Mais une obligation pour l’employeur de réagir au regard de son obligation de sécurité
La cour d’appel de Riom a retenu que l’employeur avait bien l’obligation de réagir face aux faits reprochés au salarié, même s’il s’agissait d’un fait unique et isolé eu égard à la situation dégradante à l’égard de la supérieure hiérarchique victime des propos grivois.
La Cour a d’ailleurs retenu que les propos tenus étaient « grossiers, obscènes, déplacés dans la relation de travail à l’égard d’une collègue de sexe féminin et présentent l’apparence de faits à connotation sexiste voire à connotation d’insubordination, en tout cas de remise en cause de l’autorité à l’égard d’une supérieure hiérarchique de sexe féminin ». Toutefois, la cour a retenu que la supérieure hiérarchique avait attesté que les propos avaient été tenus par le salarié, alors que la veille elle avait connu une fin de journée très chargée ou difficile en matière de travail. La cour conclut que « le doute sur ce point doit profiter au salarié sanctionné », certainement parce que des témoins précisaient que les propos tenus par le salarié étaient couramment utilisés pour désigner un créneau horaire chargé !

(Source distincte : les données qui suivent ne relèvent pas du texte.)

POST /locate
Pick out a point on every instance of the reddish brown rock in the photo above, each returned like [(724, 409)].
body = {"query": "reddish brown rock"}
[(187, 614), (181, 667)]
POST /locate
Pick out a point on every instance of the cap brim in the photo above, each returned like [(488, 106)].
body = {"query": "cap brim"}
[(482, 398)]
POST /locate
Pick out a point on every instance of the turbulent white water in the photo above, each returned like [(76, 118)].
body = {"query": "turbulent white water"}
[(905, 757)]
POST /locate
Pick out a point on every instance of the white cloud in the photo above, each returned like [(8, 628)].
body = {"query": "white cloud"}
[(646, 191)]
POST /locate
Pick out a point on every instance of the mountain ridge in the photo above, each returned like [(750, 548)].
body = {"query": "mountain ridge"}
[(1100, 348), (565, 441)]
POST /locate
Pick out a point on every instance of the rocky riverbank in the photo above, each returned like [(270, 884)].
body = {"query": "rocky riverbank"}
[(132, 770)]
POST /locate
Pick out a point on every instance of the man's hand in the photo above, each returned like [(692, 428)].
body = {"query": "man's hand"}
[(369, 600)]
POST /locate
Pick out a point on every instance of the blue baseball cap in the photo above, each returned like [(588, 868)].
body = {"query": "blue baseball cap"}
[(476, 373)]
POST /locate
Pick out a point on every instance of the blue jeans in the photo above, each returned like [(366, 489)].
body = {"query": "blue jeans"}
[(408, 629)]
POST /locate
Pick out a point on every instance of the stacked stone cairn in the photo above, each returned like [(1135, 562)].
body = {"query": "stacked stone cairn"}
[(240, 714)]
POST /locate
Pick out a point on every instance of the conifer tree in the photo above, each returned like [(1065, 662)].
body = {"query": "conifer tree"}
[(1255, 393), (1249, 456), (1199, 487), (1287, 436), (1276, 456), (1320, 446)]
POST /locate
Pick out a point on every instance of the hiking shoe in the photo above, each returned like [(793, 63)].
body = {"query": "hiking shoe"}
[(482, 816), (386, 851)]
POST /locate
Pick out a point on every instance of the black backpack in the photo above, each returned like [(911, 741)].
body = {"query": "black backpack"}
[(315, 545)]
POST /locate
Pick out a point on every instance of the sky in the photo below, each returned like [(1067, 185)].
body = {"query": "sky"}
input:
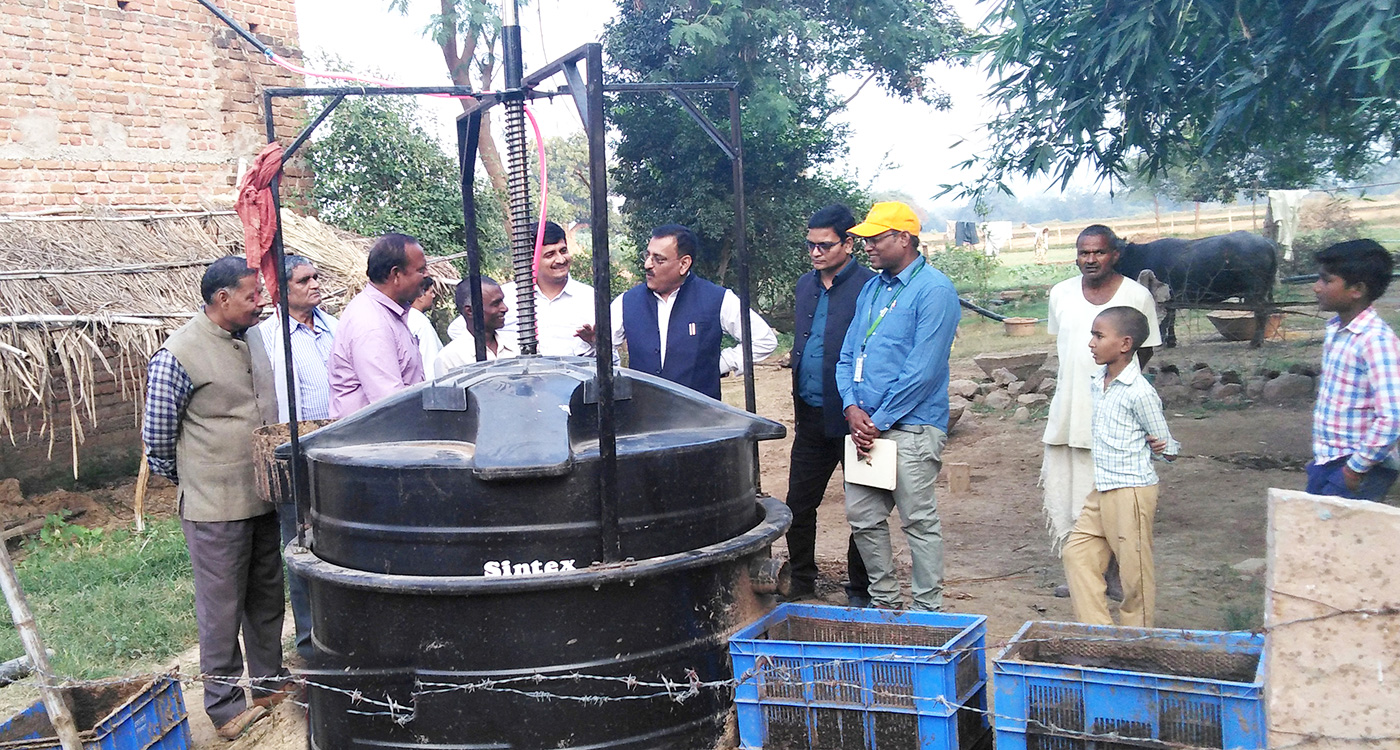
[(893, 146)]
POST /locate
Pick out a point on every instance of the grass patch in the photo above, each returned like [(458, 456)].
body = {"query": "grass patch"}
[(107, 600)]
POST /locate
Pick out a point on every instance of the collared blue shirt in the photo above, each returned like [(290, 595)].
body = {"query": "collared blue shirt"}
[(905, 375), (809, 372)]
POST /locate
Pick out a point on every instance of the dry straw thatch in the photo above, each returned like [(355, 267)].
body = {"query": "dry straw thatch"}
[(101, 291)]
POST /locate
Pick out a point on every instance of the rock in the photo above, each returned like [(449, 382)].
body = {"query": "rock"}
[(1032, 399), (10, 493), (1250, 567), (962, 388), (1176, 395), (1225, 391), (998, 399), (1004, 377), (1288, 386), (1302, 370), (1019, 364)]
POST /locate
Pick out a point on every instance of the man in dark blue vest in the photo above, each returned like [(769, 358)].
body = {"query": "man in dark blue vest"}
[(674, 322), (825, 307)]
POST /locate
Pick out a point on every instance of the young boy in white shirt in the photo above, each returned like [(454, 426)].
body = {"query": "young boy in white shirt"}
[(1129, 427)]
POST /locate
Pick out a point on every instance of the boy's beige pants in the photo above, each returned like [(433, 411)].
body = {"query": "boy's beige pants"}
[(1113, 522)]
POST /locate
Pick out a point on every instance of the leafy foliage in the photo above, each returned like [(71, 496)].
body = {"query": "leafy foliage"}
[(380, 171), (783, 55), (1266, 91)]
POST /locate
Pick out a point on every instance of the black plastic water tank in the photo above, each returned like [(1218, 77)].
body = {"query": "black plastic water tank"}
[(457, 598)]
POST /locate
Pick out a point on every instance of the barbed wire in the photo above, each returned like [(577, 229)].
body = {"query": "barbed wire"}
[(766, 670)]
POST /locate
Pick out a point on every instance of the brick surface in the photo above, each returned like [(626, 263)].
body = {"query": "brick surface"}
[(111, 83)]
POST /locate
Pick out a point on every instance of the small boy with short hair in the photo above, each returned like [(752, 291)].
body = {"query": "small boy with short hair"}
[(1129, 427), (1357, 416)]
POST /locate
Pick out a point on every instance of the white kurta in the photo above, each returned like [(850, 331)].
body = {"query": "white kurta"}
[(1067, 468)]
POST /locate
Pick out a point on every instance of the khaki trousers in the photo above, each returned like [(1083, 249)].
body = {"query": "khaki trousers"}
[(1117, 522)]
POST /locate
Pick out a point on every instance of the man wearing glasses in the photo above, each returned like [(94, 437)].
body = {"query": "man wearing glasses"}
[(825, 307), (893, 382), (674, 322)]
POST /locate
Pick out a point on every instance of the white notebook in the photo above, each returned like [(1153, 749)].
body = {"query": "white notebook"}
[(877, 470)]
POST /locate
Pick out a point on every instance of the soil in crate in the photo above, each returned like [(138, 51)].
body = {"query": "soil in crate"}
[(88, 704), (839, 631), (1143, 655)]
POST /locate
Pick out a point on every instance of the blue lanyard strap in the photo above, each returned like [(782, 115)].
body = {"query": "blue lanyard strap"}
[(889, 307)]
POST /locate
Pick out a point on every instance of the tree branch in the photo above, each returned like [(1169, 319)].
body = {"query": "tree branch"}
[(849, 100)]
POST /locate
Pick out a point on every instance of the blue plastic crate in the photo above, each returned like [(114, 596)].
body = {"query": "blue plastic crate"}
[(1066, 686), (142, 714), (821, 677)]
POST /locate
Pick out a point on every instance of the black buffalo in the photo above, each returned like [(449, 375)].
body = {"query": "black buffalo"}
[(1211, 269)]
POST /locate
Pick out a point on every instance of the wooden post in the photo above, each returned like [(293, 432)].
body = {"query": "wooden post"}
[(959, 477), (143, 476), (53, 703)]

La sanction tombe : le licenciement pour faute grave est jugé sans cause réelle et sérieuse avec toutes les conséquences indemnitaires que celui-ci emporte.
S’agissant de l’indemnisation au titre d’un licenciement sans cause réelle et sérieuse, la cour d’appel de Riom a souligné que la perte injustifiée de l’emploi causait un préjudice au salarié dont il lui appartenait d’apprécier l’étendue en tenant compte de son âge et de son ancienneté. Toutefois, la cour d’appel a retenu que l’ex-salarié ne justifiait pas de sa situation financière, sociale ou familiale depuis son inscription à Pôle Emploi. Elle lui a donc alloué 7 mois de salaire à titre de dommages et intérêts pour une ancienneté de 2 ans et en tenant compte de son âge (28 ans). Il sollicitait un an de salaire à titre de dommages et intérêts.
Quelle aurait été la position de la cour d’appel de Riom si les propos tenus par le salarié à l’encontre de sa supérieure hiérarchique n’avaient pas été qualifiés d’un fait unique et isolé ? Sans doute que le débordement de langage à répétition aurait été sanctionné, car il y a des limites à ne pas franchir.
Attention donc à l’expression de ce droit au risque d’une rupture motivée du contrat de travail du salarié, d’autant que la Cour de cassation, dans un arrêt rendu le 27 mai 2020, a fourni une illustration du contrôle de la faute grave et de sa caractérisation. Dès lors qu’il y a des propos dégradants à caractère sexuel, les faits sont de nature à rendre impossible le maintien du salarié fautif dans l’entreprise (cass. soc. 27 mai 2020, n° 18-21877 D). La gravité de la faute ne peut être atténuée par le fait que le salarié n’avait aucun antécédent disciplinaire au cours de ses 7 ans d’ancienneté. Dans une telle situation, le licenciement pour faute grave est justifié.